Un jeune homme d'une vingtaine d'années portant une légère armure de cuir par-dessus son uniforme, avec une carabine accrochée sur le dos, l'approcha. Il était plutôt bien bâti pour son jeune âge et les aînées, tout comme les générations plus anciennes, le regardaient avec fierté, voyant en lui l'espoir d'une jeunesse forte et fière et d'un avenir prospère pour leur cité. Tout l'inverse d'elle.
— Mais par tous les dieux, ne me dis pas que tu vas nous casser les oreilles ici aussi ? ricana-t-il en s'appuyant sur les remparts à côté de la jeune fille.
— Tu ne vas pas t'y mettre aussi, Etiam ! s'agaça-t-elle. Si tu es venu ici pour faire ton vieux rabat-joie, tu peux t'en aller directement.
— Je rigolais bon sang, je rigolais. Tu sais bien que j'aime de toute façon. Tu fais quoi ?
— « Purple Fever » des Jicky Skins.
— Jamais entendu parler. Ils sont bons ?
— Les meilleurs, rêva-t-elle. Tu dois écouter « I'll take you anyway », cette chanson est incroyable, on ne peut pas faire mieux.

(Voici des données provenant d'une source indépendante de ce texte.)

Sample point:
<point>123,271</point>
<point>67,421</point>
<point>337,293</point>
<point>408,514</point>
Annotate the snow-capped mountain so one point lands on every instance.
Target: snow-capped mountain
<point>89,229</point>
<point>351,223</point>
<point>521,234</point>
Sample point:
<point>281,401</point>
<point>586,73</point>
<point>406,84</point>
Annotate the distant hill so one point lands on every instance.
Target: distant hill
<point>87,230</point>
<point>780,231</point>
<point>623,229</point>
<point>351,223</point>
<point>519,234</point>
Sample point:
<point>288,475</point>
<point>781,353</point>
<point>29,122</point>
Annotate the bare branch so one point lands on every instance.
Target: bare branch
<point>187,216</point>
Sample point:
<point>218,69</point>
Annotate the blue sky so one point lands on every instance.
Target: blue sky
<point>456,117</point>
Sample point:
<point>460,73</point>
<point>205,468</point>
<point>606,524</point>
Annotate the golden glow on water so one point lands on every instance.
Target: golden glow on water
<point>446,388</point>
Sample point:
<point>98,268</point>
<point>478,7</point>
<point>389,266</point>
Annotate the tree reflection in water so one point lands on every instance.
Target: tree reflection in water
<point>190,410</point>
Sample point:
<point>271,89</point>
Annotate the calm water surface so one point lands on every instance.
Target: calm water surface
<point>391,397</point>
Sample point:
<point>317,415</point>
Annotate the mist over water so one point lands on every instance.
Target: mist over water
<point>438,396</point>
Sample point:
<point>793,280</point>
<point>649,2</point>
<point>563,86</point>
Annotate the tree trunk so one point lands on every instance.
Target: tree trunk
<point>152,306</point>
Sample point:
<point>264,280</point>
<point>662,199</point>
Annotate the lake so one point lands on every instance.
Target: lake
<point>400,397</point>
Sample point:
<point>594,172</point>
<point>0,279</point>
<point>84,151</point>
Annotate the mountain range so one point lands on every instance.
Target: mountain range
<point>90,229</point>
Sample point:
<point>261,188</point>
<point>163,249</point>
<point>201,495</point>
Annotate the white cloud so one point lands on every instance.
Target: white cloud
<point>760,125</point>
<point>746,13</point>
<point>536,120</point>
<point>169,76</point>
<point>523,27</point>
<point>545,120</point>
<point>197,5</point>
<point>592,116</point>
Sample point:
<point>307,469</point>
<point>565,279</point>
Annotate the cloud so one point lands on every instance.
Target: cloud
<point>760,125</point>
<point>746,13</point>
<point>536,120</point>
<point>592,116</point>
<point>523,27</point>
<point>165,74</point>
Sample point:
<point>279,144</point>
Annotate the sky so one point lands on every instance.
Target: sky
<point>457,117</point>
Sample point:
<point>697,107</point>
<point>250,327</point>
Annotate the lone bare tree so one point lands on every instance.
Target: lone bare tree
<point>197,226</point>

— J'aimerais bien, mais je n'ai ni de radio, ni d'écouteurs.
— Je te prêterais les miens alors. Je refuse que tu passes une semaine de plus sans l'avoir écouté, c'est un ordre fusilier.
Etiam se mit rapidement au garde à vous et les deux jeunes rigolèrent un peu avant de reposer leur regard sur les plaines pourpres.
—Ton grand-frère ne devait pas revenir aujourd'hui ? continua Etiam.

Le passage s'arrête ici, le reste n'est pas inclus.